About This Image
This image shows a tumultuous collision between four galaxies located 1 billion light-years from Earth in the constellation Aquila. The tangled-up galaxies, called IRAS 19297-0406, are crammed together in the center of the picture, their individual structures distorted beyond recognition by immense tidal forces. This ultra-luminous infrared galaxy system radiates enormous amounts of energy, primarily in the infrared, as the gravitational interactions compress vast reservoirs of gas and dust, triggering intense bursts of star formation. Tidal forces have pulled long streamers of stars and gas into chaotic arcs and bridges. The system represents an advanced stage of a multiple-galaxy merger that will eventually produce a single massive elliptical galaxy after hundreds of millions of years of gravitational turmoil.
Scientific Significance
IRAS 19297-0406 is a key object for understanding the most extreme environments of star formation in the universe. Ultra-luminous infrared galaxies are thought to represent a brief but transformative phase in galaxy evolution, during which major mergers funnel enormous quantities of gas into compact central regions, fueling starbursts and potentially feeding supermassive black holes.
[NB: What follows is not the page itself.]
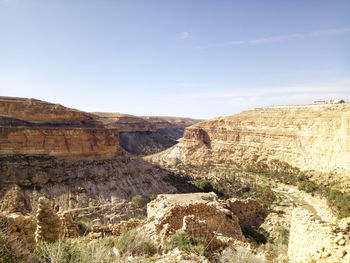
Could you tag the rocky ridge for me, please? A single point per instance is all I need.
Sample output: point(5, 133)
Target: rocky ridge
point(279, 138)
The four-body nature of this particular merger provides unique constraints on numerical simulations of galaxy interactions, testing whether models can reproduce the observed morphologies, star formation rates, and gas dynamics of such complex systems. The system also serves as a local analog for the dusty, intensely star-forming galaxies observed at high redshifts, offering a nearby laboratory to study processes that were far more common in the early universe.
Observation Details
Hubble captured IRAS 19297-0406 using the Near Infrared Camera and Multi-Object Spectrometer (NICMOS), which was essential for penetrating the thick veil of dust surrounding the merging galaxies. Near-infrared observations revealed the underlying structure of the four interacting components, including tidal tails and bridges of material that are largely obscured at visible wavelengths. Additional imaging with the Advanced Camera for Surveys in optical bands captured the outer tidal features and faint stellar streams extending far beyond the central merger. The combination of optical and infrared data provided a comprehensive view of both the dust-enshrouded starburst core and the extended debris field.
Location in the Universe
Constellation
Aquila
Distance from Earth
1 billion light-years
Fun Facts
- 1
IRAS 19297-0406 qualifies as an ultra-luminous infrared galaxy (ULIRG), emitting more than a trillion times the luminosity of our Sun, with most of that energy emerging in far-infrared wavelengths hidden from human eyes.
- 2
Four-way galaxy mergers like IRAS 19297-0406 are exceptionally rare in the nearby universe; most galaxy interactions involve only two participants, making this system a valuable laboratory for extreme merger dynamics.
- 3
The merger will eventually exhaust or expel most of the system's gas, quenching star formation and leaving behind a giant elliptical galaxy — a process that takes roughly 500 million to one billion years to complete.